The Questionability of Brain Training

Abby Patterson, Staff Writer

Advertisements for mind-training websites and software are making appearances across the internet. They appeal to readers by telling them that a healthy mind is a smart mind. But scientists are beginning to wonder if these programs have the ability to benefit the mind at all. One website, luminosity.com, is advertised to “Challenge your brain with games designed by neuroscientists to exercise memory and attention”. Lumosity has been revealed to have over 50 million users by Joe Hardy, the vice president of research and development at Lumosity. Modern-day science is proving that all these users are getting is false confidence about the skill set of this website.

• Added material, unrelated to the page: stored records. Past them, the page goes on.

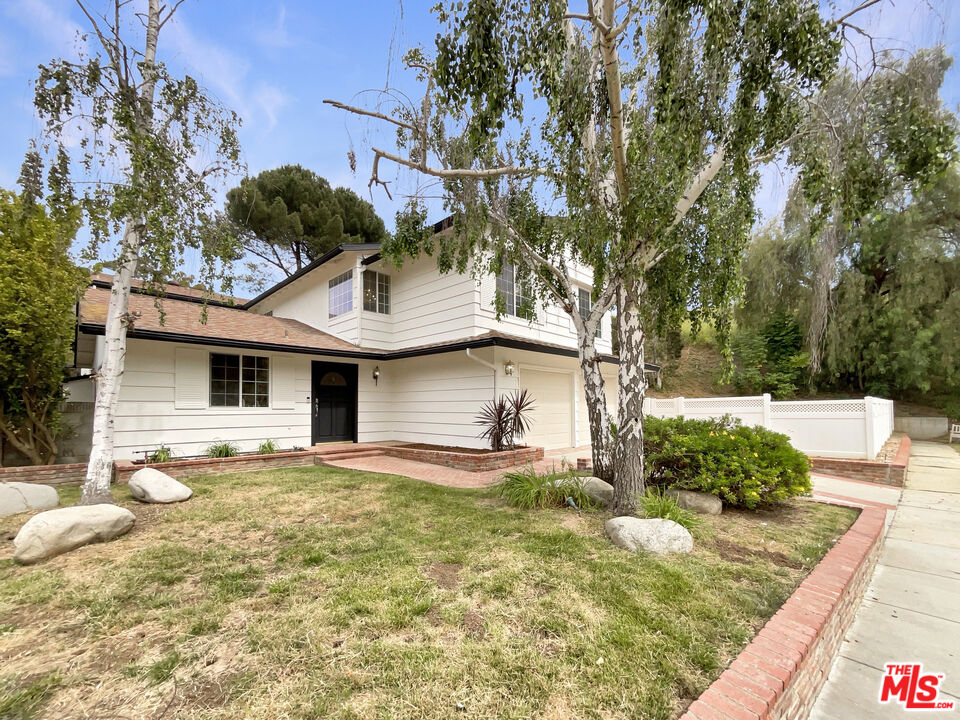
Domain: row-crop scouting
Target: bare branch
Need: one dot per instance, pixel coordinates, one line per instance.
(370, 113)
(862, 6)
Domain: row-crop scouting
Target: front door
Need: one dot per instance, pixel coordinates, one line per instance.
(334, 402)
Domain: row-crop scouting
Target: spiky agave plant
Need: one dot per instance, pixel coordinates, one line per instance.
(521, 405)
(496, 418)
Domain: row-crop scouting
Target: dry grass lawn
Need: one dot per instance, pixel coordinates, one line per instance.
(325, 593)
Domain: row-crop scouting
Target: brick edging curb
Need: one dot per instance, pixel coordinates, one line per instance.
(780, 673)
(893, 472)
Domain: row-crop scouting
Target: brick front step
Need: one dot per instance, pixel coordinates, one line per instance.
(885, 473)
(780, 673)
(347, 455)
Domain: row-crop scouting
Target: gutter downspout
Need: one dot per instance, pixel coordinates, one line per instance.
(485, 364)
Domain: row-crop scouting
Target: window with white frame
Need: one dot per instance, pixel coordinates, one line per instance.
(341, 294)
(239, 380)
(516, 298)
(376, 292)
(586, 305)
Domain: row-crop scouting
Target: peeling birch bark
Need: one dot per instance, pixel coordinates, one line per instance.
(628, 454)
(96, 487)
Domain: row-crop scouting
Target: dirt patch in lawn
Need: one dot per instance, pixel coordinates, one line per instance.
(321, 592)
(446, 575)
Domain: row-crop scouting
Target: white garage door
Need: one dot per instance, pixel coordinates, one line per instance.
(552, 418)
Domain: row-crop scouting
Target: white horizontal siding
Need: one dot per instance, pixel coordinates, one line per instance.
(147, 417)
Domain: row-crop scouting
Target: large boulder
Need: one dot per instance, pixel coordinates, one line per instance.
(151, 485)
(22, 497)
(599, 490)
(58, 531)
(654, 535)
(704, 503)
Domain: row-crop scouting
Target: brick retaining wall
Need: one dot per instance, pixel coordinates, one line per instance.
(884, 473)
(46, 474)
(778, 676)
(471, 462)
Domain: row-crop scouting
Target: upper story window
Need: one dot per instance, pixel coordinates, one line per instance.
(376, 292)
(341, 294)
(516, 298)
(586, 305)
(239, 380)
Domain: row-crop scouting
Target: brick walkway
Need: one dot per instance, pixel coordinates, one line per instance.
(450, 477)
(909, 612)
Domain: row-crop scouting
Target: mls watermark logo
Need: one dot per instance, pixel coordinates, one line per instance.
(912, 688)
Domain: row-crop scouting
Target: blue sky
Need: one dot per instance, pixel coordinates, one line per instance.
(275, 61)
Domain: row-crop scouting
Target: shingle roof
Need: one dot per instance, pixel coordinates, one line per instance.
(183, 318)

Randall Engle is currently a psychologist at Georgia Tech. “This idea that intelligence can be trained would be a great thing” Engle said. “If it were true” Engle and his group at Georgia Tech attempted to replicate a study originally executed by scientists at the University of Bern in Switzerland and the University of Michigan. The original experiment was published in a 2008 edition of the Proceeding of the National Academy of Sciences and concluded that training on a working memory task for ten hours could improve the ability to solve problems. However, after Engle repeated the experiment, he said that his team “totally failed to replicate the … study”. He later stated that the most likely cause of the unrepeatable results was that the 2008 study lacked the proper controls which his team later corrected. In 2013, Engle’s team discovered that improvements on the complex span tasks’ performances did not increase fluid intelligence, commonly known as problem solving ability.

Engle is not the only scientist to have failed at his experiment. In a 2012 edition of Intelligence, it was proposed that working to improve your memory did not have an effect on the user’s intelligence. Although these studies seem securely accurate, much more research is necessary before a final conclusion is made.